The MORT promoter is located in a CpG island that is shared with the ZNF667 gene; the two genes reside in a head to head orientation with one another. Despite the MORT gene's location inside a cluster of ZNF genes, the MORT gene is not homologous to any ZNF genes. While the MORT gene is in a head to head orientation with ZNF667, MORT does not overlap the ZNF667 gene, nor does it share any antisense homology to ZNF667, so the officially used symbol ZNF667-AS1 is somewhat misleading.

== Evolution ==
MORT has orthologs only in great apes – chimpanzees, gorillas and orangutans, and the RNA expression data indicates that the MORT transcript is expressed in these species. Thus, from a phylogenetic point view, MORT is likely a young lincRNA gene that emerged during evolution of great apes. It is possible that the long life span of the great apes required evolution of additional genes with tumor suppressive activity, and that MORT is such an example.

== Silencing in cancer ==
MORT is expressed in all 16 normal human tissues reported in the Illumina body map data, as well as all in vitro cultured, finite lifespan, human cell strains that have been analyzed. In contrast, MORT gene expression is lost in a large percentage of human cancers and human cancer cell lines. Using data from human cancers curated in TCGA, MORT RNA expression and DNA methylation state were evaluated in the 10 most common male cancers and the 10 most common female cancers (totalling 17 different cancer types based on TCGA classification). Analysis shows that the MORT gene expression is silenced by DNA hypermethylation of its CpG island promoter in a majority of human tumor samples in 15 of these 17 human cancers.

The 15 tumor types where MORT is frequently silenced are acute myeloid leukemia, bladder urothelial carcinoma, breast invasive carcinoma, colon adenocarcinoma, head and neck squamous-cell carcinoma, kidney renal clear cell carcinoma, kidney renal papillary cell carcinoma, liver hepatocellular carcinoma, lung adenocarcinoma, lung squamous cell carcinoma, lymphoid neoplasm diffuse large B-cell lymphoma, pancreatic adenocarcinoma, rectum adenocarcinoma, skin cutaneous melanoma, and Uterine Corpus Endometrial Carcinoma. MORT is silenced in cervical cancer and therefore may serve as an independent prognostic factor with low MORT expression be associated with a decreased overall survival.
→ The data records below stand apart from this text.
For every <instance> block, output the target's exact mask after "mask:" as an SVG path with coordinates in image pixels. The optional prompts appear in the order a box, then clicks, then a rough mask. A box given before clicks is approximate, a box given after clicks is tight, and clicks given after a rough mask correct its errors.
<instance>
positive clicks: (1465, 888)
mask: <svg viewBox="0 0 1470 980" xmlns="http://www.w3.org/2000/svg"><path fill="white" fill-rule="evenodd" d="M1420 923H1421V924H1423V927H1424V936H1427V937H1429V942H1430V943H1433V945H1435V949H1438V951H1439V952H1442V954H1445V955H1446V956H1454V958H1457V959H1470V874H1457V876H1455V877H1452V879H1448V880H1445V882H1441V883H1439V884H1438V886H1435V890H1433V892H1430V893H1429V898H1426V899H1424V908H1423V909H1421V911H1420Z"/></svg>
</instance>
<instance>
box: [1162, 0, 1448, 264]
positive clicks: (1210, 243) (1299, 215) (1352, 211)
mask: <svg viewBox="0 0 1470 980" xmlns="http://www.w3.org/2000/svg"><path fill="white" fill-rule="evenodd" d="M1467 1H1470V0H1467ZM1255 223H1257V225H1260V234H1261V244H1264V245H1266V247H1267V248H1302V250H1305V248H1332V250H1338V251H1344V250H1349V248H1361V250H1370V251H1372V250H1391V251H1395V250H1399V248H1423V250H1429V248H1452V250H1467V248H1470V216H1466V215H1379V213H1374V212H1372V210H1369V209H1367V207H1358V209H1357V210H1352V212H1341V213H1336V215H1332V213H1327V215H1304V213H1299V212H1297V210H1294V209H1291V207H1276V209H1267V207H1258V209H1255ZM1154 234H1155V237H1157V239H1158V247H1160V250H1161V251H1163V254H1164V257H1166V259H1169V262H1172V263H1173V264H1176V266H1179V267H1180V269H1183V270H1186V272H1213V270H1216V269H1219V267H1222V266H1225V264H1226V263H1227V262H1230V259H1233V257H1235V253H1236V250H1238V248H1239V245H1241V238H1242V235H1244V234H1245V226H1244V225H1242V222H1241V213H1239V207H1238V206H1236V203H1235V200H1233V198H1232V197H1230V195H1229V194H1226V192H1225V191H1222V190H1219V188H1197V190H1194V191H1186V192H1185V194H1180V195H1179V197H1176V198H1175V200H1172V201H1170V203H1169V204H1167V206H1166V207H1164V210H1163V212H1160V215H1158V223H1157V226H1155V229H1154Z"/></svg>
Since cell immortality is an obligate feature of the cancer cell and MORT was discovered as a target of epigenetic silencing at the boundary where finite lifespan human cells transition from mortal to immortal, MORT’s epigenetic inactivation may create a cellular state permissive to cell immortalization and suggests a possible tumor suppressive mechanism of MORT’s action. If this prediction is true, then epigenetic silencing of MORT should be an early identifiable lesion during human carcinogenesis and predicted to occur in premalignant lesions where cells have acquired pathologic immortality on their route to malignant transformation. Indeed, recent work has shown that MORT is epigenetically silenced in both DCIS, a premalignant lesion of invasive breast cancer, and colonic adenomas, a premalignant lesion of colon adenocarcinoma. Furthermore epigenetic silencing of MORT is associated with luminal, hormone receptor positive breast cancer, overexpression of the oncogene CCND1, and GATA3 mutations, but is negatively correlated with p53 mutations. In summary, aberrant DNA hypermethylation-mediated epigenetic silencing of MORT occurs early during human carcinogenesis apparently coincident with when a mortal cell pathologically transitions to an immortal cell.

== Cellular Function ==
The precise molecular function of MORT remains enigmatic; however, it is known that MORT is found preferentially in the cell cytoplasm with differential density centrifugation showing that MORT is enriched in the 100,000 g fraction, which contains polysomes, microsomes, endoplasmic reticulum, and the plasma membrane. Evidence is mounting that MORT acts as a regulator of protein translation through interactions with RNA binding proteins.